After nearly nine months of heated contract negotiations between the two, talks have stalled with the PMA, which represents the ocean carriers and terminal operators at the ports, saying it is unwilling to pay union workers higher wages for weekend shifts, as well as today’s Presidents Day holiday. The breakdown in negotiations is exacerbated by labor slowdowns, chronic equipment shortages and other infrastructure issues that have clogged the flow of container cargo from Seattle to San Diego to the point of near gridlock.

On Friday, February 13, both sides agreed to a federal mediator’s request for a 48-hour news blackout. The day before, the two sides held a bargaining session that marked their first face-to-face meeting in nearly a week.

The cost to the economy is staggering as the flow of goods that moves through the ports totals approximately 13 percent of U.S. GDP.
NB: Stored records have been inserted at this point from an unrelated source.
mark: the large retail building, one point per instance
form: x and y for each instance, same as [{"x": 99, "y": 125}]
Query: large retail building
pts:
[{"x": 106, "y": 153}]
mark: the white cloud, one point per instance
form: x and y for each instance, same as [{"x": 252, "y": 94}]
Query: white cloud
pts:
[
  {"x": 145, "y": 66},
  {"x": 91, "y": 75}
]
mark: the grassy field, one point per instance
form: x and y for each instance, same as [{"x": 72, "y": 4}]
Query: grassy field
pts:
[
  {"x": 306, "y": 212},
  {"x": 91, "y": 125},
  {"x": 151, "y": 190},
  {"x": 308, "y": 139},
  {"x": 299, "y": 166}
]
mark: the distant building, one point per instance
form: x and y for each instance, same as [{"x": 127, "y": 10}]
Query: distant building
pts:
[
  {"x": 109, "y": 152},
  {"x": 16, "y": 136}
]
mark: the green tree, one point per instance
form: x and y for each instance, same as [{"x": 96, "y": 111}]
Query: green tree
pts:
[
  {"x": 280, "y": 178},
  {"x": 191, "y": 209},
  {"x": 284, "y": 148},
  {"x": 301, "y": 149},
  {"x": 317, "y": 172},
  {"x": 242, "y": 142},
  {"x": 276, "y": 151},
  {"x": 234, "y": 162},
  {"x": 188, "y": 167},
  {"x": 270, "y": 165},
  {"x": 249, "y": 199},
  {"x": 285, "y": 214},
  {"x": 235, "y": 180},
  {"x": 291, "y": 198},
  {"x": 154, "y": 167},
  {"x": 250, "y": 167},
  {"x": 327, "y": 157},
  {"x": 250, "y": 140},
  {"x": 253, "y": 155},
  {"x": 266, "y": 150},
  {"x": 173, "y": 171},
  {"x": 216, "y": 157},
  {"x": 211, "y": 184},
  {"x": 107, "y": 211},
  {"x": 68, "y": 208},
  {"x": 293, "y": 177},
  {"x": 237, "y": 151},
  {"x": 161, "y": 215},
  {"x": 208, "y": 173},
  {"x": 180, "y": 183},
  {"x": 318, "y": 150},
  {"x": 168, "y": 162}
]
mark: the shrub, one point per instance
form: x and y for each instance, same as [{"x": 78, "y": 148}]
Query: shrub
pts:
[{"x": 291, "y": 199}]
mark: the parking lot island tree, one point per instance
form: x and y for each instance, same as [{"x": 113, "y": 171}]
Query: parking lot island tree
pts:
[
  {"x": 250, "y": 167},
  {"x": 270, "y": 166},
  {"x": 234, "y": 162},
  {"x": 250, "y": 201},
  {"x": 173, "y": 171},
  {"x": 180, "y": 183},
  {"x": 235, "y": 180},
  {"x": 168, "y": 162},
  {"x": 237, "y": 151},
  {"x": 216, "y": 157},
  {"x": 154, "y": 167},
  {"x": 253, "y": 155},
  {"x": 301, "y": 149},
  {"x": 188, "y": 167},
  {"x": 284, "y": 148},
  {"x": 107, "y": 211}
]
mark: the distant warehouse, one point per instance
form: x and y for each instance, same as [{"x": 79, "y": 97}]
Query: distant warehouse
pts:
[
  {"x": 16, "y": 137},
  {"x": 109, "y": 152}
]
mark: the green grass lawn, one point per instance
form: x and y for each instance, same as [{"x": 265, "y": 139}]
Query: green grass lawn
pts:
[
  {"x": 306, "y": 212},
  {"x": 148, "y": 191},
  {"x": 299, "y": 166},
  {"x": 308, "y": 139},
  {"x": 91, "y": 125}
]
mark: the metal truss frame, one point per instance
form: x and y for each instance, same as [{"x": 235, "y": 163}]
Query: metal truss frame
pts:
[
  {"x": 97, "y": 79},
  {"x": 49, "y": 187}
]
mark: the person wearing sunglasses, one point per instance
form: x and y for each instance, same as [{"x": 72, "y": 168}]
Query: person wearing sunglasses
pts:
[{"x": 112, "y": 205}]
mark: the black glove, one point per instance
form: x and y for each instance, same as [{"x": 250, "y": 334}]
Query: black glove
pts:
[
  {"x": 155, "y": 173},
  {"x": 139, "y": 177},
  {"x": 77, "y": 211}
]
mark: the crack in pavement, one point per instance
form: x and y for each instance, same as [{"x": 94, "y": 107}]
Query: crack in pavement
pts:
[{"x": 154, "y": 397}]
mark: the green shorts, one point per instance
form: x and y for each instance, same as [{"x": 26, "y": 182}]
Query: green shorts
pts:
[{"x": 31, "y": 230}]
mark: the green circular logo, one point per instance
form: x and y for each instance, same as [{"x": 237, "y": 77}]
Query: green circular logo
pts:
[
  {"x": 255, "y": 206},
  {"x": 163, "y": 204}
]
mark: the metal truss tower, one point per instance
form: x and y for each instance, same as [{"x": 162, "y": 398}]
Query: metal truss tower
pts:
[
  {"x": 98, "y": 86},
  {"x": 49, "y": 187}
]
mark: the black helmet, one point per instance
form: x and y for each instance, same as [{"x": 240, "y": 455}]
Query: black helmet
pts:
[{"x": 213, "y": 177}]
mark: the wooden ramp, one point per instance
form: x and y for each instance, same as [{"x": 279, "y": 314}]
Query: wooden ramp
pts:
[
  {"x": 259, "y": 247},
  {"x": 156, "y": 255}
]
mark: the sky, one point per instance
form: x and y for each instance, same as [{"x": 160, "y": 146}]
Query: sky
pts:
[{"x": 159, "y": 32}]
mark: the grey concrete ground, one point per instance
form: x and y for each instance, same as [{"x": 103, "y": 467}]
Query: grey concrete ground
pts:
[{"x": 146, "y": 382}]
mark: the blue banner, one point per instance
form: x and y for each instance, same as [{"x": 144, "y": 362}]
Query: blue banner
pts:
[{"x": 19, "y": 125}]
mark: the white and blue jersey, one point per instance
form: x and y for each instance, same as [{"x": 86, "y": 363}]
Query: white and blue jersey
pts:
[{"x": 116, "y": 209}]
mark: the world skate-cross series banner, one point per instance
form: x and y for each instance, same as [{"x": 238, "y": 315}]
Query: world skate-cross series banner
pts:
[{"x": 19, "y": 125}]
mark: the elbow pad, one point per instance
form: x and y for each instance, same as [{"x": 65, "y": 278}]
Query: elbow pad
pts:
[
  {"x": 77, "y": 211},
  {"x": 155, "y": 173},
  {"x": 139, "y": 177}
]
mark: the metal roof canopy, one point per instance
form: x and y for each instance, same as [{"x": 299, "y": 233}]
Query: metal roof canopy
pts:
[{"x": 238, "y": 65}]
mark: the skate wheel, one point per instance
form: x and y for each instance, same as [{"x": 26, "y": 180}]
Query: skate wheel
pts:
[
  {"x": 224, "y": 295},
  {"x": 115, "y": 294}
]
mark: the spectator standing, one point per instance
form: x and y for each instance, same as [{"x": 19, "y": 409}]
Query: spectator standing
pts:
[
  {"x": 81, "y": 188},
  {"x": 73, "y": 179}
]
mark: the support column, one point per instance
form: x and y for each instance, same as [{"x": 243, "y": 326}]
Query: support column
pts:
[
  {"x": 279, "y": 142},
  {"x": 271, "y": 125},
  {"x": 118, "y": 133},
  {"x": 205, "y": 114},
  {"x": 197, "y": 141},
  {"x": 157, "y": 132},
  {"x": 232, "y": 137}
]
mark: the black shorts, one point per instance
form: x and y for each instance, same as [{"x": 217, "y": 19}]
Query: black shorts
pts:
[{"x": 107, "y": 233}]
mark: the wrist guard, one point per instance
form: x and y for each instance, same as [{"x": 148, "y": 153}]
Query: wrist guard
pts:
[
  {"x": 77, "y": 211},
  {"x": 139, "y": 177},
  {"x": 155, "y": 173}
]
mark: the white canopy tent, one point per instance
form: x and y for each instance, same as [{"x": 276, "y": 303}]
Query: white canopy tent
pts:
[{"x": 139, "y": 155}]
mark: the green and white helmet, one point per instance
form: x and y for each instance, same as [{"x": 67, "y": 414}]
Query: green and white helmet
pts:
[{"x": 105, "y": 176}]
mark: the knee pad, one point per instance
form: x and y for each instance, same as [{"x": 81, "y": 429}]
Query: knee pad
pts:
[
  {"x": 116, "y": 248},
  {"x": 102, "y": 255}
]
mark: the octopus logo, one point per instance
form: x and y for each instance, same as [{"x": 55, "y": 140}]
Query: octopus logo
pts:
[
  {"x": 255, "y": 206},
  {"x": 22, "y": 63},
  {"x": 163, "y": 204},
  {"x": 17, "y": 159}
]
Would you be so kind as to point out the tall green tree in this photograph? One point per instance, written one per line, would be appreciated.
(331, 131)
The ports of Los Angeles and Long Beach combined handle upwards of 40 percent of imports moving into the country from Asia—everything from toys and apparel to computer components and auto parts. As of Saturday, more than 30 containerships have reportedly been anchored off the adjacent ports—in the best of times, the two busiest container ports in the country—waiting for a berth.

Last fall, the National Retail Federation (NRF) and the National Association of Manufacturers (NAM) formed a consortium of more than 160 associations representing a wide spectrum of U.S.-based manufacturers, farmers, wholesalers, retailers, importers, exporters, and transportation and logistics providers to press Washington to intervene in the stalled negotiations.

In November and December, letters were sent to President Barack Obama urging immediate intervention in the negotiations and expressing our continued concerns with the status of the West Coast port labor negotiations and the impact the ongoing congestion and slowdowns are having on all segments of the economy. A federal mediator was finally appointed last month to oversee the talks.

Responding in a brief statement to Labor Secretary Perez’ participation in the negotiations, Jonathan Gold, the NRF’s vice president for Supply Chain and Customs Policy, said, “We welcome the administration’s attention to this important national and international economic and supply-chain issue and hope it recommits the two sides to reaching a deal. The slowdowns, congestion and suspensions at the West Coast ports need to end now.”

In June 2014, the NRF and the NAM issued an economic analysis in June 2014 that found a protracted port shutdown would cost the U.S. economy approximately $2 billion a day.

The NRF-NAM analysis estimated that a five-day stoppage would reduce U.S. GDP by $1.9 billion a day. “This would increase exponentially with a 20-day stoppage resulting in a loss of $2.5 billion a day,” the report said.